Le gout et les bénéfices de la viande

Une fois encore, les chiffres démentent les impressions. Tandis que l’air du temps porte à croire à une désaffection des consommateurs pour les produits carnés, les statistiques montrent le contraire. Selon les dernières données de FranceAgriMer et d'Agreste publiées dans une synthèse de conjoncture parue en juillet, les Français ont consommé en 2025, pour la deuxième année consécutive, davantage de viande, avec une hausse globale de 1,3 % en 2025, après une progression de 2,3 % en 2024. À 85,7 kilos équivalent-carcasse (kgec) par habitant, le niveau de consommation retrouve son étiage de 2016, s'éloignant du point bas de 2023 marqué par une inflation galopante. Les grandes tendances de ces dernières années se confirment. La consommation de viande bovine diminue de nouveau (- 3%) à 20,1 kgec par habitant, tout comme le mouton et l'agneau (- 5,9 %) à 2 kgec, tandis que la volaille poursuit sa croissance (+3,3 %) pour atteindre 31,7 kgec par habitant. La viande porcine a connu dans le même temps une embellie (+2,7 %) à 31,5 kgec.
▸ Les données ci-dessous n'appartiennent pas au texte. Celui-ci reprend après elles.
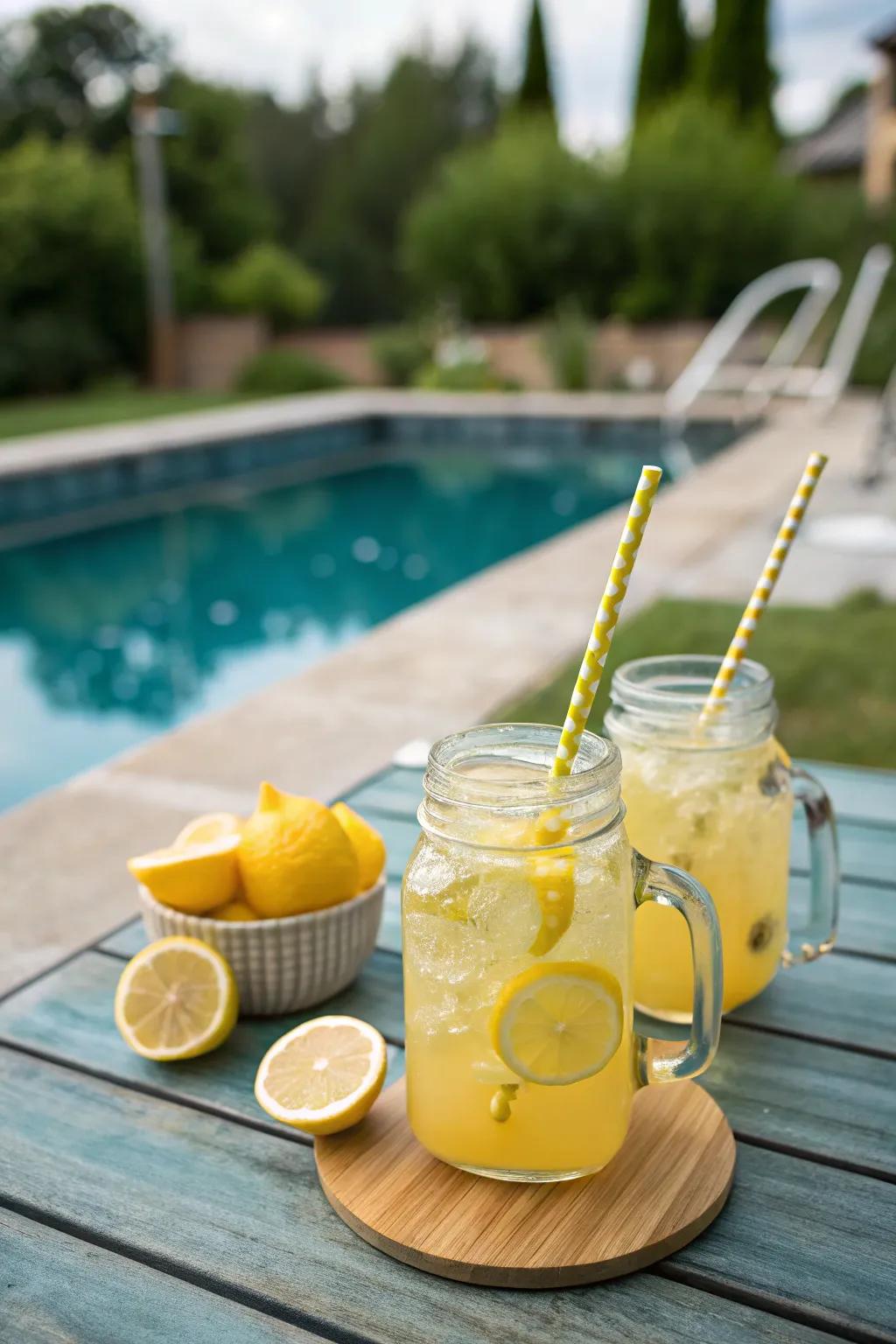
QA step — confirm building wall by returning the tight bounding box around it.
[178,314,270,393]
[864,57,896,204]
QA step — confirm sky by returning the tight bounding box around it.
[0,0,896,149]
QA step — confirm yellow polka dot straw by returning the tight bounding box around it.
[550,466,662,775]
[700,453,828,723]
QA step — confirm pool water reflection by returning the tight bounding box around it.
[0,444,671,807]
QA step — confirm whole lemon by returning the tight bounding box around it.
[331,802,386,891]
[238,783,359,920]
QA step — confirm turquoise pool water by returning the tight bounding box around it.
[0,436,714,808]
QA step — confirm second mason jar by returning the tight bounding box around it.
[402,723,721,1181]
[606,656,838,1021]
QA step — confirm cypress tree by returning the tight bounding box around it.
[704,0,775,135]
[516,0,556,122]
[634,0,690,125]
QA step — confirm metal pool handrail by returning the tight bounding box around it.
[663,256,841,424]
[663,243,893,427]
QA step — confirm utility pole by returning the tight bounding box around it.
[130,93,178,387]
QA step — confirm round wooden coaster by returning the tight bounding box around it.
[314,1079,735,1287]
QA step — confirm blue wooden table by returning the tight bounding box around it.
[0,766,896,1344]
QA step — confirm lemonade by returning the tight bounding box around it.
[402,724,725,1180]
[620,739,793,1020]
[606,657,836,1021]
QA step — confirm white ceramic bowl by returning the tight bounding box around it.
[138,875,386,1015]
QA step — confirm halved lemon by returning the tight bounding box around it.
[490,961,622,1088]
[172,812,243,850]
[116,935,239,1060]
[256,1018,386,1134]
[128,835,239,915]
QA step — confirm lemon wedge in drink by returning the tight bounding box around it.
[116,935,239,1060]
[490,961,622,1088]
[529,850,575,957]
[256,1018,386,1134]
[128,835,239,915]
[172,812,243,850]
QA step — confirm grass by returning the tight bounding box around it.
[500,592,896,769]
[0,387,255,439]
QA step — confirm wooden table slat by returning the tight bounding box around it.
[0,1051,896,1344]
[0,1208,319,1344]
[0,953,896,1178]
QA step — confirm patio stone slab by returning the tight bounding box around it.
[0,780,193,993]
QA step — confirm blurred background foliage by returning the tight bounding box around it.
[0,0,896,396]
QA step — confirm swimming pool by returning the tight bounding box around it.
[0,424,731,808]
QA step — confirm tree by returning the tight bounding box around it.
[634,0,690,126]
[300,43,499,321]
[0,4,169,148]
[218,243,324,331]
[403,117,627,321]
[704,0,775,135]
[0,140,144,394]
[163,74,274,265]
[516,0,556,123]
[620,93,813,321]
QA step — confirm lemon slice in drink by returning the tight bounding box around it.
[256,1018,386,1134]
[490,961,622,1088]
[116,935,239,1060]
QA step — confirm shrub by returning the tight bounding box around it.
[542,301,594,393]
[218,243,326,331]
[0,140,144,396]
[403,117,626,321]
[414,360,519,393]
[620,94,808,320]
[371,326,432,387]
[236,346,346,396]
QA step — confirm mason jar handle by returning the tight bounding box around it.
[634,850,721,1086]
[780,766,840,966]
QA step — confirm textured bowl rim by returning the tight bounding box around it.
[137,868,386,937]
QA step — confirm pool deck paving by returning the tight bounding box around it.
[0,394,896,990]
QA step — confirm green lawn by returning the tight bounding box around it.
[499,592,896,769]
[0,388,252,438]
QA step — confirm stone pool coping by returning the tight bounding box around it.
[0,393,878,990]
[0,388,740,480]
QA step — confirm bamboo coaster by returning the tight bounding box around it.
[314,1079,735,1287]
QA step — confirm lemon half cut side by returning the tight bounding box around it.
[490,961,623,1088]
[256,1016,386,1134]
[116,934,239,1060]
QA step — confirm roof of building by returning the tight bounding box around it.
[868,19,896,51]
[785,90,868,176]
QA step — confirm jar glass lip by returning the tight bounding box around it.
[610,653,775,718]
[424,723,620,808]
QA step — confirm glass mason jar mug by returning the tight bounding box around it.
[402,723,721,1181]
[606,656,838,1021]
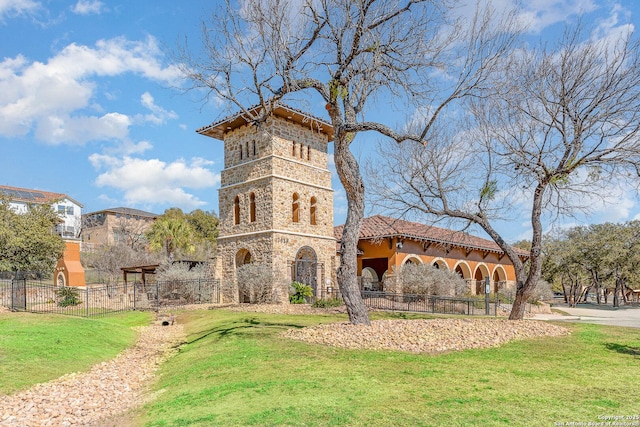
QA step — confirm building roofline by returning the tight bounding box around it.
[196,103,333,141]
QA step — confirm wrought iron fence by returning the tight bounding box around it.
[316,289,500,316]
[0,274,220,317]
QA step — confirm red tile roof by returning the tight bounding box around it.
[0,185,80,205]
[333,215,529,256]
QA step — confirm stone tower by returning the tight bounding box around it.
[197,105,336,300]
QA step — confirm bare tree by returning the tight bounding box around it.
[372,21,640,319]
[178,0,514,324]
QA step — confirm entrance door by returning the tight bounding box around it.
[296,246,318,295]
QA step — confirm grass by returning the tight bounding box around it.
[135,310,640,427]
[0,312,152,394]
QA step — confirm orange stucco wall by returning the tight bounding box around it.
[54,240,86,286]
[358,238,516,289]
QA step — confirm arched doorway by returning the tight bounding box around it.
[473,264,490,295]
[362,267,380,291]
[296,246,318,295]
[493,265,507,293]
[236,248,251,303]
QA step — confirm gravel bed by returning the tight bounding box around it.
[0,322,185,427]
[283,318,569,353]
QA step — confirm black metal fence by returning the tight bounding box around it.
[316,289,500,316]
[0,274,220,317]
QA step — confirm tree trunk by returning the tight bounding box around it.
[334,132,371,325]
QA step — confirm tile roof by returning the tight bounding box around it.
[0,185,82,207]
[86,207,160,218]
[196,102,333,141]
[333,215,529,256]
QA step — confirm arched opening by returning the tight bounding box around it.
[249,193,256,222]
[233,196,240,225]
[295,246,318,295]
[291,193,300,222]
[309,197,316,225]
[361,267,380,291]
[236,248,251,302]
[402,255,423,265]
[473,264,491,295]
[431,258,449,270]
[493,265,507,293]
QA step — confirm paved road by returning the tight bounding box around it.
[533,304,640,328]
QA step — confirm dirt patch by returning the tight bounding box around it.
[284,318,569,353]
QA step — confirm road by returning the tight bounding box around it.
[531,304,640,328]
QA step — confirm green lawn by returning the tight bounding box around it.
[0,312,152,394]
[136,310,640,426]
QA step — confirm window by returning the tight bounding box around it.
[249,193,256,222]
[291,193,300,222]
[309,197,316,225]
[233,196,240,225]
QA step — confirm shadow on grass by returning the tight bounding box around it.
[604,343,640,357]
[189,317,304,344]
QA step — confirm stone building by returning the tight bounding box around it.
[197,105,336,300]
[335,215,528,295]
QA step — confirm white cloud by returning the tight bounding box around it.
[0,36,179,144]
[140,92,178,125]
[89,154,220,209]
[71,0,106,15]
[0,0,41,21]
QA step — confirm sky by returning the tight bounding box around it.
[0,0,640,241]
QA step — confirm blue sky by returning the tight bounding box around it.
[0,0,640,240]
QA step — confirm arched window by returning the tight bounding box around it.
[309,197,317,225]
[249,193,256,222]
[291,193,300,222]
[233,196,240,225]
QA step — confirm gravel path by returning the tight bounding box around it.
[0,324,185,427]
[284,318,569,353]
[0,304,569,427]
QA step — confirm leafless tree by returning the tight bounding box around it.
[178,0,514,324]
[372,24,640,319]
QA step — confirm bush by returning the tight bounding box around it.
[313,298,344,308]
[234,263,287,304]
[289,282,313,304]
[394,264,467,296]
[56,286,80,307]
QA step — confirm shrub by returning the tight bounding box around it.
[313,298,344,308]
[289,282,313,304]
[56,286,80,307]
[394,264,467,296]
[234,263,287,304]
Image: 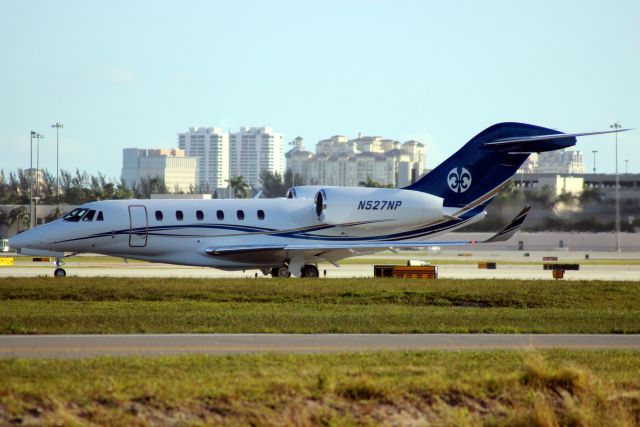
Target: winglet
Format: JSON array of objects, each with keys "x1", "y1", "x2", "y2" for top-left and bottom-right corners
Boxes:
[{"x1": 481, "y1": 206, "x2": 531, "y2": 243}]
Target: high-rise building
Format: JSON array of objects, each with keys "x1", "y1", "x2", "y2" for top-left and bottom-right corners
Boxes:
[
  {"x1": 229, "y1": 127, "x2": 284, "y2": 188},
  {"x1": 286, "y1": 135, "x2": 425, "y2": 187},
  {"x1": 122, "y1": 148, "x2": 198, "y2": 192},
  {"x1": 178, "y1": 127, "x2": 229, "y2": 192}
]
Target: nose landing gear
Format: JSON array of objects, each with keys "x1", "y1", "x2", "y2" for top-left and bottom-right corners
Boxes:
[
  {"x1": 302, "y1": 264, "x2": 320, "y2": 278},
  {"x1": 271, "y1": 265, "x2": 291, "y2": 278},
  {"x1": 271, "y1": 264, "x2": 320, "y2": 278}
]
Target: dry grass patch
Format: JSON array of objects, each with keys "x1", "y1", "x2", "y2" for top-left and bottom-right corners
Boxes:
[{"x1": 0, "y1": 351, "x2": 640, "y2": 426}]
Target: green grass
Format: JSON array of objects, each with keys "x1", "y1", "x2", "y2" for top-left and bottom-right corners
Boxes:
[
  {"x1": 0, "y1": 277, "x2": 640, "y2": 334},
  {"x1": 0, "y1": 351, "x2": 640, "y2": 426}
]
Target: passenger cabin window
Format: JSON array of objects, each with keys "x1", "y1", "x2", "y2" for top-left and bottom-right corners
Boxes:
[
  {"x1": 62, "y1": 208, "x2": 89, "y2": 222},
  {"x1": 82, "y1": 209, "x2": 96, "y2": 222}
]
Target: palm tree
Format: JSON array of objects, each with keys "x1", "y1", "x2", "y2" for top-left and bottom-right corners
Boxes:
[
  {"x1": 9, "y1": 206, "x2": 29, "y2": 233},
  {"x1": 46, "y1": 206, "x2": 64, "y2": 222},
  {"x1": 229, "y1": 175, "x2": 249, "y2": 199}
]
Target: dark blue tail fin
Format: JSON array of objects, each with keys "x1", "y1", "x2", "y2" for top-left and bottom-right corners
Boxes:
[{"x1": 405, "y1": 123, "x2": 576, "y2": 207}]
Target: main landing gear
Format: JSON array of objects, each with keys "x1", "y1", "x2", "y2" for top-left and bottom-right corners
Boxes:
[
  {"x1": 53, "y1": 258, "x2": 67, "y2": 277},
  {"x1": 271, "y1": 264, "x2": 320, "y2": 277}
]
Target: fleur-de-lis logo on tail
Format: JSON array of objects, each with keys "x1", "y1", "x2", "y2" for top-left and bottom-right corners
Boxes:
[{"x1": 447, "y1": 168, "x2": 471, "y2": 193}]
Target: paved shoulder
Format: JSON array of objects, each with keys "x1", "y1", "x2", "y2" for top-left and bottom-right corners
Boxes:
[{"x1": 0, "y1": 334, "x2": 640, "y2": 358}]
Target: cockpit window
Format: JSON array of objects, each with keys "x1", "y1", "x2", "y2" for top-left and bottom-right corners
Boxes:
[
  {"x1": 82, "y1": 209, "x2": 96, "y2": 221},
  {"x1": 62, "y1": 208, "x2": 89, "y2": 222}
]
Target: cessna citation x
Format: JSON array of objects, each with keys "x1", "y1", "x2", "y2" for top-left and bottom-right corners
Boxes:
[{"x1": 9, "y1": 123, "x2": 628, "y2": 277}]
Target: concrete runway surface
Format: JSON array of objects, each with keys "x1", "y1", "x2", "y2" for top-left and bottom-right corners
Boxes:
[{"x1": 0, "y1": 334, "x2": 640, "y2": 358}]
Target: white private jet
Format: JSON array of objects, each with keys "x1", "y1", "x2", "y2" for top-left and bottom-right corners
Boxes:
[{"x1": 9, "y1": 123, "x2": 628, "y2": 277}]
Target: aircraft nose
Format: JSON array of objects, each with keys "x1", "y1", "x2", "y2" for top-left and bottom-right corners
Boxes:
[{"x1": 9, "y1": 231, "x2": 36, "y2": 249}]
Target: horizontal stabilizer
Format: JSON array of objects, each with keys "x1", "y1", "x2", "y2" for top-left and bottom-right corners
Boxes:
[
  {"x1": 484, "y1": 128, "x2": 631, "y2": 146},
  {"x1": 205, "y1": 206, "x2": 531, "y2": 257},
  {"x1": 480, "y1": 206, "x2": 531, "y2": 243}
]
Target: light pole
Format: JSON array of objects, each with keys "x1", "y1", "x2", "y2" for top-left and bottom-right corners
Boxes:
[
  {"x1": 29, "y1": 131, "x2": 36, "y2": 229},
  {"x1": 31, "y1": 133, "x2": 44, "y2": 229},
  {"x1": 609, "y1": 122, "x2": 622, "y2": 252},
  {"x1": 51, "y1": 122, "x2": 64, "y2": 204}
]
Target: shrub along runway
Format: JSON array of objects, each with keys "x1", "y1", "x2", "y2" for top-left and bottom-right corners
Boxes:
[{"x1": 0, "y1": 278, "x2": 640, "y2": 334}]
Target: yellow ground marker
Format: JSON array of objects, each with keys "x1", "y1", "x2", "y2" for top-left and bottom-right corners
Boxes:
[{"x1": 0, "y1": 257, "x2": 13, "y2": 267}]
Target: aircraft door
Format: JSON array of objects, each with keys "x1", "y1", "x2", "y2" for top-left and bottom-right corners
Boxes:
[{"x1": 129, "y1": 205, "x2": 149, "y2": 248}]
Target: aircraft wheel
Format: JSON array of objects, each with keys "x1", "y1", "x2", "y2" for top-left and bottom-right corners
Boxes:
[
  {"x1": 302, "y1": 264, "x2": 320, "y2": 277},
  {"x1": 278, "y1": 267, "x2": 291, "y2": 277}
]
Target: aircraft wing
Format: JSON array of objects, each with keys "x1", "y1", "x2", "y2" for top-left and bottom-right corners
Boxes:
[{"x1": 206, "y1": 206, "x2": 531, "y2": 259}]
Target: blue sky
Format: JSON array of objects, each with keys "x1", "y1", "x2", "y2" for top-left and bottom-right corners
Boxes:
[{"x1": 0, "y1": 0, "x2": 640, "y2": 181}]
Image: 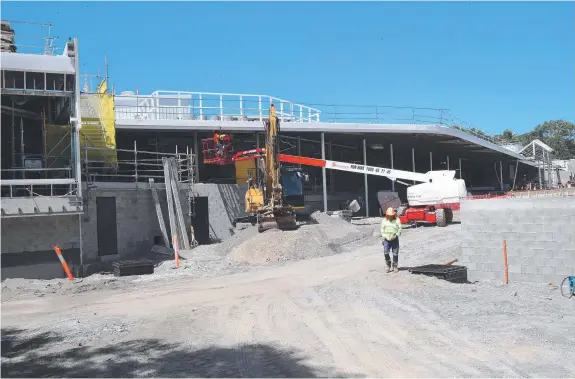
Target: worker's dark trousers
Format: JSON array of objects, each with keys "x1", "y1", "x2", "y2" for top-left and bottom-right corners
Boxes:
[{"x1": 383, "y1": 238, "x2": 399, "y2": 266}]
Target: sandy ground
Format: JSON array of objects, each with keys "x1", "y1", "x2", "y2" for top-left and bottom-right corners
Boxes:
[{"x1": 2, "y1": 221, "x2": 575, "y2": 377}]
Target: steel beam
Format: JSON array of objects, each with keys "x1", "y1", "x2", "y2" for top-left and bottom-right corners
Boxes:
[
  {"x1": 321, "y1": 133, "x2": 327, "y2": 212},
  {"x1": 389, "y1": 143, "x2": 395, "y2": 192},
  {"x1": 411, "y1": 147, "x2": 415, "y2": 184},
  {"x1": 363, "y1": 139, "x2": 369, "y2": 217}
]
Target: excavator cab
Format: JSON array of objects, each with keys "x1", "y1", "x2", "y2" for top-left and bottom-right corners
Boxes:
[
  {"x1": 281, "y1": 167, "x2": 308, "y2": 212},
  {"x1": 202, "y1": 133, "x2": 234, "y2": 166}
]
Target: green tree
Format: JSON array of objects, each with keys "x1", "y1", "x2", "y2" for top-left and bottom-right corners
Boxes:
[{"x1": 519, "y1": 120, "x2": 575, "y2": 159}]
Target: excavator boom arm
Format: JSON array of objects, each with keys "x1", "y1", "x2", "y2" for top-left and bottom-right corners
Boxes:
[{"x1": 279, "y1": 154, "x2": 430, "y2": 183}]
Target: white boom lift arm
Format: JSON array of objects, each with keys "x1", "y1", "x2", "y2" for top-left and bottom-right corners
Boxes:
[{"x1": 279, "y1": 154, "x2": 467, "y2": 206}]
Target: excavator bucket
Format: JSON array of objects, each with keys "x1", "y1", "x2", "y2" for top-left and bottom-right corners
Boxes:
[{"x1": 258, "y1": 215, "x2": 298, "y2": 233}]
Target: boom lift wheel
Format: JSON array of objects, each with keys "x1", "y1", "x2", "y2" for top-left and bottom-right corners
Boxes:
[{"x1": 435, "y1": 208, "x2": 447, "y2": 227}]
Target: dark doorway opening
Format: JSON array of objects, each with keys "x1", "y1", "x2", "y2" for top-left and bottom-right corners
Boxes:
[
  {"x1": 190, "y1": 196, "x2": 211, "y2": 245},
  {"x1": 96, "y1": 197, "x2": 118, "y2": 256}
]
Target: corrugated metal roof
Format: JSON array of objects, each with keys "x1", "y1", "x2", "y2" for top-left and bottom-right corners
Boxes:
[{"x1": 0, "y1": 52, "x2": 75, "y2": 74}]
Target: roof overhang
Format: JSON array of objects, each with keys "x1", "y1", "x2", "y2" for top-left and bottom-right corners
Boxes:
[
  {"x1": 0, "y1": 52, "x2": 75, "y2": 74},
  {"x1": 116, "y1": 119, "x2": 536, "y2": 161}
]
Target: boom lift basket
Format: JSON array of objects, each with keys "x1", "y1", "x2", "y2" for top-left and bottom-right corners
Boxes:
[{"x1": 202, "y1": 135, "x2": 234, "y2": 166}]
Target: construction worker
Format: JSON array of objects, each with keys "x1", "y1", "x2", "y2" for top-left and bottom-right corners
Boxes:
[
  {"x1": 381, "y1": 208, "x2": 401, "y2": 272},
  {"x1": 214, "y1": 129, "x2": 225, "y2": 155}
]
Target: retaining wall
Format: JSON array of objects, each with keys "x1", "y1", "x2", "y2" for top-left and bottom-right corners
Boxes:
[
  {"x1": 461, "y1": 197, "x2": 575, "y2": 283},
  {"x1": 1, "y1": 183, "x2": 360, "y2": 279}
]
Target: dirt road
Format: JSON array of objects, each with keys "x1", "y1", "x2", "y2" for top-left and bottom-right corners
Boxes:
[{"x1": 2, "y1": 225, "x2": 575, "y2": 377}]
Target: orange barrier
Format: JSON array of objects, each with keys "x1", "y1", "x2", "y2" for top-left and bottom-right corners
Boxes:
[
  {"x1": 54, "y1": 245, "x2": 74, "y2": 280},
  {"x1": 172, "y1": 234, "x2": 180, "y2": 268},
  {"x1": 503, "y1": 240, "x2": 509, "y2": 284}
]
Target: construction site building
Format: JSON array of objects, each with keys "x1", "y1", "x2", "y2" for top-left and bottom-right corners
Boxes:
[{"x1": 1, "y1": 22, "x2": 568, "y2": 278}]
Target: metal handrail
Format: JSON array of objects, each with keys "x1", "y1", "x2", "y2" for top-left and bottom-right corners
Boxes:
[{"x1": 115, "y1": 91, "x2": 321, "y2": 123}]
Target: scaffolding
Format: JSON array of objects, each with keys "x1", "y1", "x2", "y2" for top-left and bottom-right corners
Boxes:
[{"x1": 519, "y1": 139, "x2": 561, "y2": 190}]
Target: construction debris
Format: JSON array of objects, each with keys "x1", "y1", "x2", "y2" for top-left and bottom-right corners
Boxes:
[{"x1": 0, "y1": 21, "x2": 16, "y2": 53}]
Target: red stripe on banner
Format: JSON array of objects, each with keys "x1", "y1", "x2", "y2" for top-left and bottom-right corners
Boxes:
[{"x1": 279, "y1": 154, "x2": 326, "y2": 167}]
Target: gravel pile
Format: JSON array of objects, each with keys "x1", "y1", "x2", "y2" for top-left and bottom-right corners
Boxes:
[{"x1": 229, "y1": 212, "x2": 372, "y2": 264}]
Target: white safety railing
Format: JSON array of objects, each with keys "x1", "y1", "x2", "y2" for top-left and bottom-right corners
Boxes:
[{"x1": 115, "y1": 91, "x2": 321, "y2": 123}]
Ces évolutions constitueraient une bonne nouvelle pour les filières françaises si elles ne profitaient essentiellement aux origines étrangères. Selon la même étude, les importations de viande ont progressé sur la même période de 5%, la palme revenant à la viande de volaille (+ 8,6 %), devant les importations de viande porcine (+ 3,9 %). La part des importations a dépassé les 50% pour la viande de poulet ! Dans le même temps, la viande bovine a jugulé cette tendance, les importations ayant connu une baisse de - 0,8 % en 2025 après - 0,3 % en 2024 et - 5,7 % en 2023. La part des produits exportés progresse cependant légèrement, à 26%.
Toujours est-il que les Français, en dépit de différentes injonctions, apprécient plus que jamais d’équilibrer leur alimentation avec la viande. Ses bénéfices nutritionnels, souvent questionnés, sont de mieux en mieux connus, comme en témoignent plusieurs articles que nous vous proposons dans cette édition de Viandes&Produits Carnés. Deux contributions "Modélisation de l’effet matrice de la viande" et "Effet matrice de la viande : déterminants et implications nutritionnelles" par des équipes de l’Unité Qualité des Produits Animaux d’INRAE et de l’Université Clermont Auvergne permettent de mieux comprendre l’effet matrice dans la biodisponibilité des nutriments de la viande. Un autre article ("Biodisponibilité des vitamines et de la choline dans les produits animaux") éclaire la manière dont les produits animaux sont des vecteurs de vitamines et de choline biodisponibles trop longtemps négligés. Des domaines où les champs d’investigation sont encore importants.
Également à lire dans cette édition, une présentation des enjeux et projets de l’UMT Imerviande qui entend accompagner les transitions technologiques, humaines et numériques des filières viandes françaises et une étude sur le rôle de l’élevage ovin dans les régions steppiques algériennes.